2000 WNBA All-Star Game
|  | 1 | 2 | Total |
| East | 33 | 28 | 61 |
| West | 40 | 33 | 73 |
- Date: July 17, 2000
- Arena: America West Arena
- City: Phoenix, Arizona
- MVP: Tina Thompson
- Attendance: 17,717

WNBA All-Star Game
| < 1999 | 2001 > |

= 2000 WNBA All-Star Game =

Exhibition basketball game

The 2000 WNBA All-Star Game was played on July 17, 2000, at America West Arena in Phoenix, Arizona. This was the 2nd annual WNBA All-Star Game.

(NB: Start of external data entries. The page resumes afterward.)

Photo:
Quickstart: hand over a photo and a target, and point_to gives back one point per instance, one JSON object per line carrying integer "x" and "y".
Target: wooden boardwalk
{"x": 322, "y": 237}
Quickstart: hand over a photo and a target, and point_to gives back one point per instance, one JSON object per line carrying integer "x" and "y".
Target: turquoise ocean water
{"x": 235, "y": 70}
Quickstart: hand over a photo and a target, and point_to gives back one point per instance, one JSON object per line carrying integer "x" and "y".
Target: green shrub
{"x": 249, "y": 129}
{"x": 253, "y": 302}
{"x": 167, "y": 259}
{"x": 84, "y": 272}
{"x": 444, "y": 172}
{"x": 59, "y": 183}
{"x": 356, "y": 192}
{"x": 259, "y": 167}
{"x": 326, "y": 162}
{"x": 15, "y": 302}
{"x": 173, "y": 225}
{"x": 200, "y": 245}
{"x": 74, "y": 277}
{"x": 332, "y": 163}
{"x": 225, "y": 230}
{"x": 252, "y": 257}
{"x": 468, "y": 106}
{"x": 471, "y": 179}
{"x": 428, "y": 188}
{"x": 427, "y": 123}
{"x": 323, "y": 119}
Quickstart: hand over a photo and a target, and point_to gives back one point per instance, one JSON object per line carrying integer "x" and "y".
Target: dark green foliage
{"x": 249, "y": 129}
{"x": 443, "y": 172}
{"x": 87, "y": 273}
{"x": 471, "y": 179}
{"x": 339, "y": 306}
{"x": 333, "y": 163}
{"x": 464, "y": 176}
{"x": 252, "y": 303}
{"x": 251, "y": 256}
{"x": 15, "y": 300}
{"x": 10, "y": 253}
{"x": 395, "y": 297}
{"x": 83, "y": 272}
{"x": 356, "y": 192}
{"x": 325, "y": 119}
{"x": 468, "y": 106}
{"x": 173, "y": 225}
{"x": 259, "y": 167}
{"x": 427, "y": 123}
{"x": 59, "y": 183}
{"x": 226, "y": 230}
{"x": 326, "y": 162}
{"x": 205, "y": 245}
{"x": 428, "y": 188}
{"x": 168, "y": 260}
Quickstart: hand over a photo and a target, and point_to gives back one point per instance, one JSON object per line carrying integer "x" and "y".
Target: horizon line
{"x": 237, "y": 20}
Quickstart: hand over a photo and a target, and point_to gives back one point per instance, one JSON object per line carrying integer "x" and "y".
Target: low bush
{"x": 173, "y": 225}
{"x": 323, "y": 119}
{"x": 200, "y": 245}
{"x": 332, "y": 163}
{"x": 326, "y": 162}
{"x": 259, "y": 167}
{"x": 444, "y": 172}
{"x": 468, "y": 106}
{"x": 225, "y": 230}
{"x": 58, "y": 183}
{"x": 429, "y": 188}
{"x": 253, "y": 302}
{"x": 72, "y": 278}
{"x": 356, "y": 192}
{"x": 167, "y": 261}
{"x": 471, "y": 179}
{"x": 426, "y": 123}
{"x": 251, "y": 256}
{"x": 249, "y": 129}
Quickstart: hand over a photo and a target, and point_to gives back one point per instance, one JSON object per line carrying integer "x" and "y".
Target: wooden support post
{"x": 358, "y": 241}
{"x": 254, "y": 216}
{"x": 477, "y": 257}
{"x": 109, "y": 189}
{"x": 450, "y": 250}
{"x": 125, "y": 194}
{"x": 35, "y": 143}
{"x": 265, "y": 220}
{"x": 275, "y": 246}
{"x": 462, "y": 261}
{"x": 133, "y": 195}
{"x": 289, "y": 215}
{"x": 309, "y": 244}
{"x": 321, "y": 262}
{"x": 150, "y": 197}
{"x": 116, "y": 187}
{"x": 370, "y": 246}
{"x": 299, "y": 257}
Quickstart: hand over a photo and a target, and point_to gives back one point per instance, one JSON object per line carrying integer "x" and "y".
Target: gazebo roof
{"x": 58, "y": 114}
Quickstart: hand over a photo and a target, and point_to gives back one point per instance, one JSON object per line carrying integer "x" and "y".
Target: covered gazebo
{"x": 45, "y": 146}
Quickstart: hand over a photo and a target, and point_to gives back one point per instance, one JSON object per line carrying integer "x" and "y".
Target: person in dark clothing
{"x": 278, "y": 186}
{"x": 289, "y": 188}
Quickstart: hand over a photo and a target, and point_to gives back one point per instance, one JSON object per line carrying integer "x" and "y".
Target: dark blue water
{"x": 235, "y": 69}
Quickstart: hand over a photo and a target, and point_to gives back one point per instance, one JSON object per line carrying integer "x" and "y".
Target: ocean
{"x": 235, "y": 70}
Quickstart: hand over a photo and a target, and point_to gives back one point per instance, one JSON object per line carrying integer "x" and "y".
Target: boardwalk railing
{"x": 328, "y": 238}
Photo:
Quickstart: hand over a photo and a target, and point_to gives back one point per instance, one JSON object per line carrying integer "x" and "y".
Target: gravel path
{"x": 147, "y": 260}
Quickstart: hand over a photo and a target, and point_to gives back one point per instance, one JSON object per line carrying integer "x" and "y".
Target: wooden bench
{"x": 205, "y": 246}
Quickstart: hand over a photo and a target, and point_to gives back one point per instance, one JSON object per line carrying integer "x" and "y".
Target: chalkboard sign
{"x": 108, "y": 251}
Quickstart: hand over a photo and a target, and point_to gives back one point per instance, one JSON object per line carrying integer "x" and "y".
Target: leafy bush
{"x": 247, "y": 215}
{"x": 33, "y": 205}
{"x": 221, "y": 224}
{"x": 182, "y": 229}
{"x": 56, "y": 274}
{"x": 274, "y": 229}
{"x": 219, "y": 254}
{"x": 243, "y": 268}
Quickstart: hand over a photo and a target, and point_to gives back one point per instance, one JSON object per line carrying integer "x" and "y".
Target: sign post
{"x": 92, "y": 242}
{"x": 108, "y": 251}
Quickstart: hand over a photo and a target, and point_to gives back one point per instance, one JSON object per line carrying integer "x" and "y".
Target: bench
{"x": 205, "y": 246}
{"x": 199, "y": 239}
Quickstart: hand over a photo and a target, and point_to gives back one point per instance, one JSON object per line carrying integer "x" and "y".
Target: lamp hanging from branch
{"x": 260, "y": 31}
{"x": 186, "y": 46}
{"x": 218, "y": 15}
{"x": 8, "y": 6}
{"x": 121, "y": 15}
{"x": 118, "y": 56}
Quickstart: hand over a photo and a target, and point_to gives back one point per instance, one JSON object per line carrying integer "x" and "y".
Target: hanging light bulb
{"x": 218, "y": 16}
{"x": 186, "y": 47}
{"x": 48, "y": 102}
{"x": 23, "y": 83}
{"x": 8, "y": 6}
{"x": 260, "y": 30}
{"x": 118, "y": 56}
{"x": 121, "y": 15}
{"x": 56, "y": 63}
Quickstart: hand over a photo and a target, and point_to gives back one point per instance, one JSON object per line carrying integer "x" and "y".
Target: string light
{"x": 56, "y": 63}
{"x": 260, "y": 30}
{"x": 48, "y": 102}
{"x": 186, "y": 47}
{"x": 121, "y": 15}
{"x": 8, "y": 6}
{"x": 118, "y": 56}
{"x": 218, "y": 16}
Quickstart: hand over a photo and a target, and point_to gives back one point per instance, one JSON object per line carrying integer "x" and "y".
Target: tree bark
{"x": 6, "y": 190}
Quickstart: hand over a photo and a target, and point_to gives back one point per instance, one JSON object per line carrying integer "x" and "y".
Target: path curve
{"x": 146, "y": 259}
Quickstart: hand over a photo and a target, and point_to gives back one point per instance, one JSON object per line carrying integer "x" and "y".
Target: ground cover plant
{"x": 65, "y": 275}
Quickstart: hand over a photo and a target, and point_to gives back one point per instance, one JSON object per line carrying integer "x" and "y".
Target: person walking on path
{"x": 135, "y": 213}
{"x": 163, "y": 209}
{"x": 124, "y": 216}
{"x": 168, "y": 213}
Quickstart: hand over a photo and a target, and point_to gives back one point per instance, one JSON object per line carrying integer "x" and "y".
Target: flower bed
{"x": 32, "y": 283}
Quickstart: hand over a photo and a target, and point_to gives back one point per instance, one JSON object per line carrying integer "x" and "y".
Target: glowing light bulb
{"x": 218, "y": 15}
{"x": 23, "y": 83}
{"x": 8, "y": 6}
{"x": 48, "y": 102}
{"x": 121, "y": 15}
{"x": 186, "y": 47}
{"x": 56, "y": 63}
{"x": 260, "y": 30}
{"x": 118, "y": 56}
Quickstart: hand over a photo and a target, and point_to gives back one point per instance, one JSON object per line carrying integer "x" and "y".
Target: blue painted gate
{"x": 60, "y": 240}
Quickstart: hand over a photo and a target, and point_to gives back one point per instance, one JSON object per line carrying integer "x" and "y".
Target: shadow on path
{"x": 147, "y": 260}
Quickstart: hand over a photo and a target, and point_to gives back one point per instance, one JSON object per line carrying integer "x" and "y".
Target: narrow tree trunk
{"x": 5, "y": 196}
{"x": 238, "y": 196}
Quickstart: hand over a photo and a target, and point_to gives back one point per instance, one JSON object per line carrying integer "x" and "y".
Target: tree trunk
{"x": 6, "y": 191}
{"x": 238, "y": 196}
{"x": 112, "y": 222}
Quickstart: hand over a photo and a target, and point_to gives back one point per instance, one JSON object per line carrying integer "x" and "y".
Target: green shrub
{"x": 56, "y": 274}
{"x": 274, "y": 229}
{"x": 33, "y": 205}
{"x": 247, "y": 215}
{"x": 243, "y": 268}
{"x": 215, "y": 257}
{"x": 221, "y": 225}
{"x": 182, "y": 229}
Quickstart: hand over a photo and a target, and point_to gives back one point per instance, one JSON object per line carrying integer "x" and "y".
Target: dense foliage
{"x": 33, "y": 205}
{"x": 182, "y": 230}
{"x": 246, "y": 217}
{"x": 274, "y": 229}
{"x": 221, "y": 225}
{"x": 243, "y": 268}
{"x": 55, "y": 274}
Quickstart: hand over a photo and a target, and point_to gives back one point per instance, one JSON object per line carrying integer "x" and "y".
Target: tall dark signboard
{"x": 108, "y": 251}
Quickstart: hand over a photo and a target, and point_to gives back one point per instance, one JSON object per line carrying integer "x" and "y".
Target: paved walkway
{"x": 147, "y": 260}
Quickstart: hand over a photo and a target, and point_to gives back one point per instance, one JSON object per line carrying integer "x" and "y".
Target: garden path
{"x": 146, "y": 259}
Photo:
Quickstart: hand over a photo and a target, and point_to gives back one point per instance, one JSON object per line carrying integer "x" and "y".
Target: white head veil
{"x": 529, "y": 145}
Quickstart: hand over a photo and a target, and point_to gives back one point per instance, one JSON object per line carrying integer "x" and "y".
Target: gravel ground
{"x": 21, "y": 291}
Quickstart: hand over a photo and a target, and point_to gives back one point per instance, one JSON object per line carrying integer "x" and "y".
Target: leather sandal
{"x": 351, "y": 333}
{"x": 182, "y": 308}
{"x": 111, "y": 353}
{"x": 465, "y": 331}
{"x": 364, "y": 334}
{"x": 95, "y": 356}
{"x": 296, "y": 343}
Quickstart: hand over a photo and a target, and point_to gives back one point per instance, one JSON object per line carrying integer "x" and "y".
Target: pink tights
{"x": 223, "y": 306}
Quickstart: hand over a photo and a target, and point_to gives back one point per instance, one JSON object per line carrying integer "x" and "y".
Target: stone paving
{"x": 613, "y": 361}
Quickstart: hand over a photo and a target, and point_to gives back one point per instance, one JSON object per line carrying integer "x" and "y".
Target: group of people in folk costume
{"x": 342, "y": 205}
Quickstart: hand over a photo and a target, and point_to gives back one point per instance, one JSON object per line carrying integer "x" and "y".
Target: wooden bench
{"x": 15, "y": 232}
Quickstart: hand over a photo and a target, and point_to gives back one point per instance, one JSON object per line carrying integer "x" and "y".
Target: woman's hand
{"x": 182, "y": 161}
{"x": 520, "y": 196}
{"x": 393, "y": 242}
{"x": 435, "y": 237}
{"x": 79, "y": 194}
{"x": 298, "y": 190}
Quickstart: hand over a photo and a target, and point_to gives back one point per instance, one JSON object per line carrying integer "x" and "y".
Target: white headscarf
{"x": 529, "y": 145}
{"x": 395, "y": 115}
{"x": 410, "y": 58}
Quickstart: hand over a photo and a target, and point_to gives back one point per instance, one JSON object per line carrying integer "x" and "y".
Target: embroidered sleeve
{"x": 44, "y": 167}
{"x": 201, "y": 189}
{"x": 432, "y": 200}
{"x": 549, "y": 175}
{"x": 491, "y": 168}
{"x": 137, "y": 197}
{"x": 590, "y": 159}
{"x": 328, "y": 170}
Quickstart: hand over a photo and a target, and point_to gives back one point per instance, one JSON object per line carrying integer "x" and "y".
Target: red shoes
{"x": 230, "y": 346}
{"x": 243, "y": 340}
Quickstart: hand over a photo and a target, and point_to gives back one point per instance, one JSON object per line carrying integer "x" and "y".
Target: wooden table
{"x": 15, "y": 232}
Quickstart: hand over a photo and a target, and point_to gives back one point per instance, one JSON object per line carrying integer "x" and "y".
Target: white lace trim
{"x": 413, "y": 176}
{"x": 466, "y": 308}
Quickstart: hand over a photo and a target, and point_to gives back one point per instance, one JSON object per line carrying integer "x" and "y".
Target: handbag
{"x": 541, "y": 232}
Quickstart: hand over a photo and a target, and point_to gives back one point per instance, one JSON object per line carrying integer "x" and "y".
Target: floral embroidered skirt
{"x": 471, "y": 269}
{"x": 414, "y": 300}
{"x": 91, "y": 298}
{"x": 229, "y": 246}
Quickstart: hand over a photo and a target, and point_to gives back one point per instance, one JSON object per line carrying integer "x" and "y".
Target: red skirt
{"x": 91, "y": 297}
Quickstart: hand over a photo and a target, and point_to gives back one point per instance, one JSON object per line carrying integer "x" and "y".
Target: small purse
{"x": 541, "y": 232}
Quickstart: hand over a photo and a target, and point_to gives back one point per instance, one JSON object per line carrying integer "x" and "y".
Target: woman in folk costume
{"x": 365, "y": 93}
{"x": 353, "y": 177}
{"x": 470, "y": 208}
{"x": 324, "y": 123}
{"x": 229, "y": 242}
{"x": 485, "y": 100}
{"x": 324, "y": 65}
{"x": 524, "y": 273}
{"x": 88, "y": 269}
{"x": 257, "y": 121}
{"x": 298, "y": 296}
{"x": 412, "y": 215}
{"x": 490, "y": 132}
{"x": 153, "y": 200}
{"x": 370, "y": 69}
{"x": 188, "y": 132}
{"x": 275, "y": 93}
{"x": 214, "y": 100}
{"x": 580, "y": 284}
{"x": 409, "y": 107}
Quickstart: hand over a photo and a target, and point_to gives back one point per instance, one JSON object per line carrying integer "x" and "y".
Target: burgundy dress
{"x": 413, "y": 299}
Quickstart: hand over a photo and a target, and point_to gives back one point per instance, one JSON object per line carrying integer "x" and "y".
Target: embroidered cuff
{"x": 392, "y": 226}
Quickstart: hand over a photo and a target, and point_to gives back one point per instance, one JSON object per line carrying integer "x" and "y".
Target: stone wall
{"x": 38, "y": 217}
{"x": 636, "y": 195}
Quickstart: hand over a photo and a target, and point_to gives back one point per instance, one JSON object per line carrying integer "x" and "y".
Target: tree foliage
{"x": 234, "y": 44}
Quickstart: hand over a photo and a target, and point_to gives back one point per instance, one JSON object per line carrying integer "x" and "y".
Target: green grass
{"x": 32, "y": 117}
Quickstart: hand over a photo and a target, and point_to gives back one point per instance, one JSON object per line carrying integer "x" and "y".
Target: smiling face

The West defeated the East, 73–61, and Tina Thompson was named the All-Star Game MVP after recording 13 points and 11 rebounds.

==The All-Star Game==

===Rosters===

Eastern Conference All-Stars
| Pos. | Player | Team | Selection # |
Starters
| G | Teresa Weatherspoon | New York Liberty | 2nd |
| G | Nikki McCray | Washington Mystics | 2nd |
| F | Chamique Holdsclaw | Washington Mystics | 2nd |
| F | Sue Wicks | New York Liberty | 1st |
| F | Taj McWilliams | Orlando Miracle | 2nd |
Reserves
| G | Shannon Johnson | Orlando Miracle | 2nd |
| G | Merlakia Jones | Cleveland Rockers | 2nd |
| G | Nykesha Sales | Orlando Miracle | 2nd |
| G | Andrea Stinson | Charlotte Sting | 1st |
| F | Wendy Palmer | Detroit Shock | 1st |
| C | Tari Phillips | New York Liberty | 1st |

Western Conference All-Stars
| Pos. | Player | Team | Selection # |
Starters
| G | Ticha Penicheiro | Sacramento Monarchs | 2nd |
| G | Cynthia Cooper ^{1} | Houston Comets | 2nd |
| F | Sheryl Swoopes | Houston Comets | 2nd |
| F | Tina Thompson | Houston Comets | 2nd |
| C | Lisa Leslie | Los Angeles Sparks | 2nd |
Reserves
| G | Betty Lennox | Minnesota Lynx | 1st |
| G | Mwadi Mabika | Los Angeles Sparks | 1st |
| F | Delisha Milton | Los Angeles Sparks | 1st |
| F | Brandy Reed | Phoenix Mercury | 1st |
| F | Katie Smith ^{2} | Minnesota Lynx | 1st |
| F | Natalie Williams | Utah Starzz | 2nd |
| C | Yolanda Griffith | Sacramento Monarchs | 2nd |

- ^{1} Injured
- ^{2} Starting in place of injured player

===Coaches===
The coach for the Western Conference was Houston Comets coach Van Chancellor. The coach for the Eastern Conference was New York Liberty coach Richie Adubato.